Thermal conductivity of silicon using reverse non-equilibrium molecular dynamics
MS El-Genk and K Talaat and BJ Cowen, JOURNAL OF APPLIED PHYSICS, 123, 205104 (2018).
Simulations are performed using the reverse non-equilibrium molecular dynamics (rNEMD) method and the Stillinger-Weber (SW) potential to determine the input parameters for achieving +/- 1% convergence of the calculated thermal conductivity of silicon. These parameters are then used to investigate the effects of the interatomic potentials of SW, Tersoff II, Environment Dependent Interatomic Potential (EDIP), Second Nearest Neighbor, Modified Embedded-Atom Method (MEAM), and Highly Optimized Empirical Potential MEAM on determining the bulk thermal conductivity as a function of temperature (400-1000 K).

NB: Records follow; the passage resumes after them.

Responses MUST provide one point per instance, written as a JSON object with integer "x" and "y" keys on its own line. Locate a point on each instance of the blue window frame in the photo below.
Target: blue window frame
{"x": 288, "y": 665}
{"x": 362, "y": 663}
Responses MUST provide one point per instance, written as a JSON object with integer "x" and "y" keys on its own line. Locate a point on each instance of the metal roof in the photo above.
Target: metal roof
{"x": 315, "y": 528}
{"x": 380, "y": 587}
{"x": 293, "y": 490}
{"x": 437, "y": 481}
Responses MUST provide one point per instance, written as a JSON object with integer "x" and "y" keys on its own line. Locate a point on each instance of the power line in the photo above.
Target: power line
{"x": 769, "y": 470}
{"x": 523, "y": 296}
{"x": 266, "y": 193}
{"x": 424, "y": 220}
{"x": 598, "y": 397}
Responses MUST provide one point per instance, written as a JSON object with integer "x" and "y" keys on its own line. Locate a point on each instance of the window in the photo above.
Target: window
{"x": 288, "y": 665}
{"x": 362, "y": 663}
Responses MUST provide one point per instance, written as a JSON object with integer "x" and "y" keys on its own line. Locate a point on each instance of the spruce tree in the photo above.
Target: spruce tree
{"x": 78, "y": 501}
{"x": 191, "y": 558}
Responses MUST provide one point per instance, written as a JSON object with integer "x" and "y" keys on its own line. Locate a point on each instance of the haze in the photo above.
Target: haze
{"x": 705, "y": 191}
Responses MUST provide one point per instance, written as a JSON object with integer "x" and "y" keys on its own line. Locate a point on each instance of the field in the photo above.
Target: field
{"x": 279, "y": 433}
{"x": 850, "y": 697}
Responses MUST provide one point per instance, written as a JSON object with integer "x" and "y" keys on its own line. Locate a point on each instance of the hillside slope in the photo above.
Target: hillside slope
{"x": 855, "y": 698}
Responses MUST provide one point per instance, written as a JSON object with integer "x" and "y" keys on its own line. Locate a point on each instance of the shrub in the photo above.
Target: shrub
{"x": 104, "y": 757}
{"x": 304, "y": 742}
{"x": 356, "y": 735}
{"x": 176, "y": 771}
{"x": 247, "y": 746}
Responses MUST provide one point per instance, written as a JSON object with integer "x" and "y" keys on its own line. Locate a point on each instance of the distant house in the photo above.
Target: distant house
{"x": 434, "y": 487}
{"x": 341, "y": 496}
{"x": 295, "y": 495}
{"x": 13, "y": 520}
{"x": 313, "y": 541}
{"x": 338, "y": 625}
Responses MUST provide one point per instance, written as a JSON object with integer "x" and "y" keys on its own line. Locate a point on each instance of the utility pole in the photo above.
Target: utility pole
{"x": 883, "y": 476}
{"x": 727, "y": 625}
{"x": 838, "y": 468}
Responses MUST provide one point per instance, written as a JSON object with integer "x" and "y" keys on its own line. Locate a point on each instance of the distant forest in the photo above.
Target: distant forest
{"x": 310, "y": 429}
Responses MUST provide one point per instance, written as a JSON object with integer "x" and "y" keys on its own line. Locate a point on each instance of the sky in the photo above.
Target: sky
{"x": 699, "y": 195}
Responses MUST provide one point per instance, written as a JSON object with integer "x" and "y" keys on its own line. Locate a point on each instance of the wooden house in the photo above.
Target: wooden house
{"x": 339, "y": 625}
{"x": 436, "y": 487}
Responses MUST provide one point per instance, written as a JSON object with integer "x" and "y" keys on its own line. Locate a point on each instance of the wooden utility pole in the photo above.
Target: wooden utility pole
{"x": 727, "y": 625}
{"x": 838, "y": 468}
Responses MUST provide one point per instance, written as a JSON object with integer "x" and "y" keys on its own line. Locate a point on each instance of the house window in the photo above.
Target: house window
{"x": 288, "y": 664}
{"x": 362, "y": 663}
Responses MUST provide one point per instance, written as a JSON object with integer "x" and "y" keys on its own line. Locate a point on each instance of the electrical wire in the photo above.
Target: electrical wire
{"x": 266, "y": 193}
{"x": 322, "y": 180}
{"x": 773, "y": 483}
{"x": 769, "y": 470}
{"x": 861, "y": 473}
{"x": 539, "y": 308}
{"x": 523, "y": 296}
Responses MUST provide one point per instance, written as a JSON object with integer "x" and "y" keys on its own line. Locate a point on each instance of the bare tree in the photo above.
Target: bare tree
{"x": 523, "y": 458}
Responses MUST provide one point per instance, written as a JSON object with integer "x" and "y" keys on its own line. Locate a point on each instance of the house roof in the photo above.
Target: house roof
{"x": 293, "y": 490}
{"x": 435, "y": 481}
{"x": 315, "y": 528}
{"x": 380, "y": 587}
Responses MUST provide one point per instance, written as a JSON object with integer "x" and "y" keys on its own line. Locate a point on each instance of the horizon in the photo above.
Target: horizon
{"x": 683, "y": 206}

At temperatures > 400 K, data collection and swap periods of 15 ns and 150 fs, system size >= 6 x 6 UC2 and system lengths >= 192 UC are adequate for +/- 1% convergence with all potentials, regardless of the time step size (0.1-0.5 fs). This is also true at 400 K, except for the SW potential, which requires a data collection period >= 30 ns. The calculated bulk thermal conductivities using the rNEMD method and the EDIP potential are close to, but lower than experimental values. The 10% difference at 400 K increases gradually to 20% at 1000 K. Published by AIP Publishing.